The Center for American Progress found that queer immigrants in detention with no professional counsel stand a 3% chance of being granted asylum. There is no right to an attorney in immigration proceedings, so linking with an advocacy organization can often be the only means of salvation for LGBT immigrants. Lawyer Jason Ortega of Equal Justice Works caught wind of Lisa’s situation and was able to arrange a transfer for the 23-year-old to a Los Angeles shelter for homeless LGBT youth. Lisa is still awaiting her hearing that will decide her asylum status. She’ll probably be waiting a few years — the immigration courts are inundated with such cases. To her, it’s worth it. “It’s beautiful to see two people of the same gender holding hands and walking down the street,” she said. “In Central America you don’t see that. At home, they would kill you.”
After her failed bid for life in the United States, Lorenzana found a home in Mexicali, Mexico, and spent six years working illegal odd jobs — maintenance work in a baseball stadium, a gig at a cell phone battery factory.
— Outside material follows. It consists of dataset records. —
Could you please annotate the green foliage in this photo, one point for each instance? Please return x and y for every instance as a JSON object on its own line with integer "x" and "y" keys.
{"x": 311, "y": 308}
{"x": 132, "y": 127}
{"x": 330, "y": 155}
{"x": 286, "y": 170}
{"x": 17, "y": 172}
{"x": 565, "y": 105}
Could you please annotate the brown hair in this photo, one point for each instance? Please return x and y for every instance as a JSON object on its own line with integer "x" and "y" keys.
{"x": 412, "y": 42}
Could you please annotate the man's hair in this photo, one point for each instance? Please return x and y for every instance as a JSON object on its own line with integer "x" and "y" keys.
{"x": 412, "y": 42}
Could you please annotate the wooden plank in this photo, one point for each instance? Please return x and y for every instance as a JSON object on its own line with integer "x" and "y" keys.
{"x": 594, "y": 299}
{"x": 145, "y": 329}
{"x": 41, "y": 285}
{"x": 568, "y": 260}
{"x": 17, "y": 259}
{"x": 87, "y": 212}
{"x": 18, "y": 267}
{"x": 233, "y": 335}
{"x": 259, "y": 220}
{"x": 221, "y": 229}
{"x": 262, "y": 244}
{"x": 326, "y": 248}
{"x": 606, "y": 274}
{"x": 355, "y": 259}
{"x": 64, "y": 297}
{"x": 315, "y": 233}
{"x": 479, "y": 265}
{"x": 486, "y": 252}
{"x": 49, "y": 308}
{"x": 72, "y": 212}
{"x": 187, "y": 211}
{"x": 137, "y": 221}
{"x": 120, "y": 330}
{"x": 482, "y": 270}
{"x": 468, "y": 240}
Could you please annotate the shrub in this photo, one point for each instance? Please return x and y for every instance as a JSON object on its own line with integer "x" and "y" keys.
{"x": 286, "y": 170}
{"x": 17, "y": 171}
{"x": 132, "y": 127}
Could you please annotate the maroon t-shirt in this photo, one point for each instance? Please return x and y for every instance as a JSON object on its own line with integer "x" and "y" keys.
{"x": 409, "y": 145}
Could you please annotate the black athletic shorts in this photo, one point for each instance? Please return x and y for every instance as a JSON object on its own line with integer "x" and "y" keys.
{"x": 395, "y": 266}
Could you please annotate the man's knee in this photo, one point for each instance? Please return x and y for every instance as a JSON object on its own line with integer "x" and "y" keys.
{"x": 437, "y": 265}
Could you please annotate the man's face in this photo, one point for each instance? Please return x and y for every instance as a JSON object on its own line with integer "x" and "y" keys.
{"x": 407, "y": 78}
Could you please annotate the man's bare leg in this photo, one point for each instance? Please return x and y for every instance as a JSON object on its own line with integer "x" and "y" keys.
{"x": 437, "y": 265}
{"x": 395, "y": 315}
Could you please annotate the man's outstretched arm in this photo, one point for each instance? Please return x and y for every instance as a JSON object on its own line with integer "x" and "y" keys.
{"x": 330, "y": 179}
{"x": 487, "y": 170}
She found love, living with a man for two years before his worsening drug addiction left her fearing for her physical safety. Then she rode a bus that was stopped by the police. They asked for her papers. She was shipped back to Guatemala. This time, she decided to seek official refugee status in Mexico, but she lacked any documentation of her persecution and injuries and was denied in December.
She nonetheless went to Mexico City, where at least there are LGBT anti-discrimination laws. Some friends introduced her to Julio Campos Cubías, a gay man who had emigrated from El Salvador two years earlier and started Migrantes LGBT, an advocacy organization that offers resources for queer immigrants in Mexico. Cubías got her a bed in Casa Tochan, a halfway house for Central American immigrants in the Tacubaya neighborhood, where Lorenzana currently resides. Casa Tochan provides beds, food, group therapy with psychology students from the National Autonomous University of Mexico, and educational programming that includes workshops on legal rights and English classes.
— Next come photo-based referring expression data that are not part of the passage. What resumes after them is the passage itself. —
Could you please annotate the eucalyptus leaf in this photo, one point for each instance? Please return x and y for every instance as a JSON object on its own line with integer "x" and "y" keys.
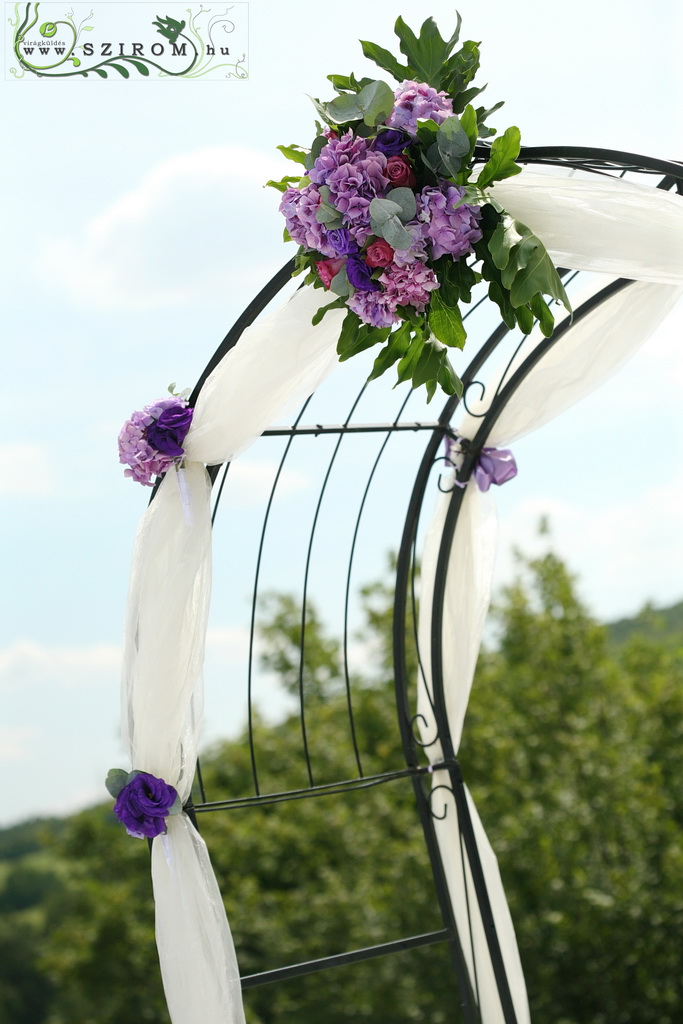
{"x": 376, "y": 102}
{"x": 293, "y": 153}
{"x": 454, "y": 143}
{"x": 327, "y": 214}
{"x": 397, "y": 345}
{"x": 344, "y": 108}
{"x": 116, "y": 780}
{"x": 501, "y": 164}
{"x": 409, "y": 361}
{"x": 544, "y": 315}
{"x": 404, "y": 198}
{"x": 445, "y": 322}
{"x": 319, "y": 313}
{"x": 526, "y": 269}
{"x": 382, "y": 209}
Mexico City often becomes the de facto landing pad for queer Central American immigrants — the massive capital provides not just legal safety, but also support organizations, including Puertas Abiertas, an LGBT church that reaches out to immigrants and other vulnerable queer populations. “We try to find ways to help [LGBT] immigrants,” says Octavio Parra, the gay pastor at Puertas. “Living with God has given me peace, and that’s what we want for them.”
Lorenzana has a decision to make. She can get a regular job at a factory (albeit illegally) that will cover the cost of reapplying for asylum in Mexico, or she can try once again for the United States. Vicky López Fernández and Mariana Hidalgo Costas, authors of a forthcoming manual of best practices for Mexican immigrant shelters who serve queer migrants, said: “On many occasions, [LGBT immigrants] construct the United States in their imaginations in this idealized way, as the country where they can work, make a living, without being judged or raped on the street due to their expressions of gender.”
Lorenzana said she has a friend who has a friend who knows the border well, so maybe it won’t be as rough this time. When asked about her goals for the future, her answer was simple. First, respect. Then a house, and a partner “who I understand and who understands me.”
In the meantime, Mexico City provides some opportunities for her to be herself — and a chance to set aside weighty concerns, at least for a moment. She glowed as she talked about her New Year’s festivities and the denim mini-skirt she wore despite friends’ protests that it was too cold out. “I had a lot of admirers that night,” she said with a grin.